Additionally, the daemon operates without any observability — crashes, restart cycles, and lease churn are invisible unless someone manually checks logs.

Observed failure (2026-02-22)

  • Daemon entered crash loop (3 restarts in 3 minutes) after an unauthorized signal attempt.
  • launchd KeepAlive auto-healed but the zombie socket window caused ~2 min of downtime.
  • 2,625 active leases found (2,206 with 24h TTL), 13MB audit log.
  • Root cause of lease accumulation: start.sh and serve.ts both use --ttl 24h and create new leases on every worker restart.

Decision

1. Lease deduplication by client_id + secret_name

When a client acquires a lease for a secret it already holds an active lease on, the daemon replaces the old lease (revoke + delete) rather than stacking a new one. This matches how most credential managers work.

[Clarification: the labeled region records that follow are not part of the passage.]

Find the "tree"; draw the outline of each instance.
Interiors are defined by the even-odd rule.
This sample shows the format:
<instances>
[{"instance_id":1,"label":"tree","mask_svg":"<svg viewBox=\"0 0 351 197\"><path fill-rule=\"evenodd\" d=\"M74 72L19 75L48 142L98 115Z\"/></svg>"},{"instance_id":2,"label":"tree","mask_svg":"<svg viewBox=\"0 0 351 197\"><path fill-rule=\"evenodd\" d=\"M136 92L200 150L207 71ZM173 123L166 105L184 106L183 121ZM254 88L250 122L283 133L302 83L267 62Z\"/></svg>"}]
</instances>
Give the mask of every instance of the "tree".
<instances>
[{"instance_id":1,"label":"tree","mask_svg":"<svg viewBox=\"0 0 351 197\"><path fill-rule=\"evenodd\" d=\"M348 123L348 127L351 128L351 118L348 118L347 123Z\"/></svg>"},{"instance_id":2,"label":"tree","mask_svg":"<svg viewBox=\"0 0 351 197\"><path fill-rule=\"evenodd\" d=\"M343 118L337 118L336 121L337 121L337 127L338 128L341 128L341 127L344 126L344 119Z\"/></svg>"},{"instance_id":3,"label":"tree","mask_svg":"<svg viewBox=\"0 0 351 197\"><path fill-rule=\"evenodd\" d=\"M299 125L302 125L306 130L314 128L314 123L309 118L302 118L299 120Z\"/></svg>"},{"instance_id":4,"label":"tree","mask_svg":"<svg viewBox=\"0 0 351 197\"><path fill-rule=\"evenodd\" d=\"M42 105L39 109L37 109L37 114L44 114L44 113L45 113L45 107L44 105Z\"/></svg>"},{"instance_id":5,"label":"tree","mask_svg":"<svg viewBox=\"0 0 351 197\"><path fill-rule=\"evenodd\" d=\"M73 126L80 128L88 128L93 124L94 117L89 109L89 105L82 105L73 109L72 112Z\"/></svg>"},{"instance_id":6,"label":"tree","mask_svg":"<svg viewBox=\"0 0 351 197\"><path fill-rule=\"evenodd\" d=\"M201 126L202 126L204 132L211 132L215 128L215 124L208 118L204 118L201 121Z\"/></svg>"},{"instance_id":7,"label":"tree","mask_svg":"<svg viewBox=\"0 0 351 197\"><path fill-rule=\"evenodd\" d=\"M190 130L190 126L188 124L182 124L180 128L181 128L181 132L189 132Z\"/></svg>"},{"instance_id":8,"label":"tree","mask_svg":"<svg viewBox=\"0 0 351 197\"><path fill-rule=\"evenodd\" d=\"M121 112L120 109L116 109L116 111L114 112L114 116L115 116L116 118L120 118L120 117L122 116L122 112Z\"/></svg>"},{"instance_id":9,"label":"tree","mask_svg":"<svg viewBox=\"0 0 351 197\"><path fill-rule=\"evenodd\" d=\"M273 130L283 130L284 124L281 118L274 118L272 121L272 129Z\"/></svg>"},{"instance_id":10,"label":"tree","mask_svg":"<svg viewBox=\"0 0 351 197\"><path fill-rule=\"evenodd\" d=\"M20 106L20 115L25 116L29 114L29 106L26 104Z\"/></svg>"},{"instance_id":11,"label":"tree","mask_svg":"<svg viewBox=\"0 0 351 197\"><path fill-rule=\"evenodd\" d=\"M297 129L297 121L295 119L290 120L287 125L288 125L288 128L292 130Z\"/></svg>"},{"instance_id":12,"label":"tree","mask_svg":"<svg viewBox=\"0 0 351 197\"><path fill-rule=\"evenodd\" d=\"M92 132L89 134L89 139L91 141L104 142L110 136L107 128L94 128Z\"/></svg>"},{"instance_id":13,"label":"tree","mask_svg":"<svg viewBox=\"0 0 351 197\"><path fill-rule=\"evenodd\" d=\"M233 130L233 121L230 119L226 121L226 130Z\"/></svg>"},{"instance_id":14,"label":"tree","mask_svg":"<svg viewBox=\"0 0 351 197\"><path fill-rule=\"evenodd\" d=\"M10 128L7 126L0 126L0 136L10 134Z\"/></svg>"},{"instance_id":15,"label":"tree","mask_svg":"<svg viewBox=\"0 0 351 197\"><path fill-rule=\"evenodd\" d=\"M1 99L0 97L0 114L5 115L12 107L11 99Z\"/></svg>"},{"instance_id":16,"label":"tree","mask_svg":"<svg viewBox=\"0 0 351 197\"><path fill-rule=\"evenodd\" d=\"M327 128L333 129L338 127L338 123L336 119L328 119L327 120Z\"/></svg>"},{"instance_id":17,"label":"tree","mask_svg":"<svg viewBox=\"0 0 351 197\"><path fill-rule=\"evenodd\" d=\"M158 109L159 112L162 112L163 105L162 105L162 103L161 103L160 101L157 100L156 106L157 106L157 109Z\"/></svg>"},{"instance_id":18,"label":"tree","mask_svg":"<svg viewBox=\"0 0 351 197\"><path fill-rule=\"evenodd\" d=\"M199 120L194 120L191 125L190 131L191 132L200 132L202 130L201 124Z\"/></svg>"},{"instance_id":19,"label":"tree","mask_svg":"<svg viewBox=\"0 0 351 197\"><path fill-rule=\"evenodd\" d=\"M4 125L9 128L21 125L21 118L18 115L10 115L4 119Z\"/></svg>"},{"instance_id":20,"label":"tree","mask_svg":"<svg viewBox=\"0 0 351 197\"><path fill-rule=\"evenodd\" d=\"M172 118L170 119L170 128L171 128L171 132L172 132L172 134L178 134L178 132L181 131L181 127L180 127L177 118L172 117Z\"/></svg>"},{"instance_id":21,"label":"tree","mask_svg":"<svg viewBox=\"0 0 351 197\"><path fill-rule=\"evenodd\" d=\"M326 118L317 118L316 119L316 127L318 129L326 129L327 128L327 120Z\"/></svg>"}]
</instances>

  • Lookup key: (client_id, secret_name) where the existing lease is not expired and not revoked.
  • Old lease is silently revoked and removed from the map.
  • Audit logs both the revocation (as lease_replace) and the new acquisition.
  • No CLI changes needed — dedup is server-side behavior.

2. OTEL integration via joelclaw CLI

When joelclaw is available on the system, the daemon emits structured OTEL events for:

  • daemon.started / daemon.stopped — lifecycle events
  • lease.acquired / lease.replaced / lease.expired — lease operations (sampled — only replacements and errors at info level, routine acquires at debug)
  • daemon.crash_recovered — when startup detects and removes a stale socket

Emission is best-effort (fire-and-forget exec) and never blocks daemon operation.

Consequences

  • Lease count drops from O(restarts × secrets × TTL) to O(unique clients × secrets).
  • leases.json stays small (< 100 entries typically).
  • Audit log growth slows proportionally.
  • OTEL events make daemon health visible in joelclaw otel list/search/stats.
  • No breaking changes to CLI or RPC protocol.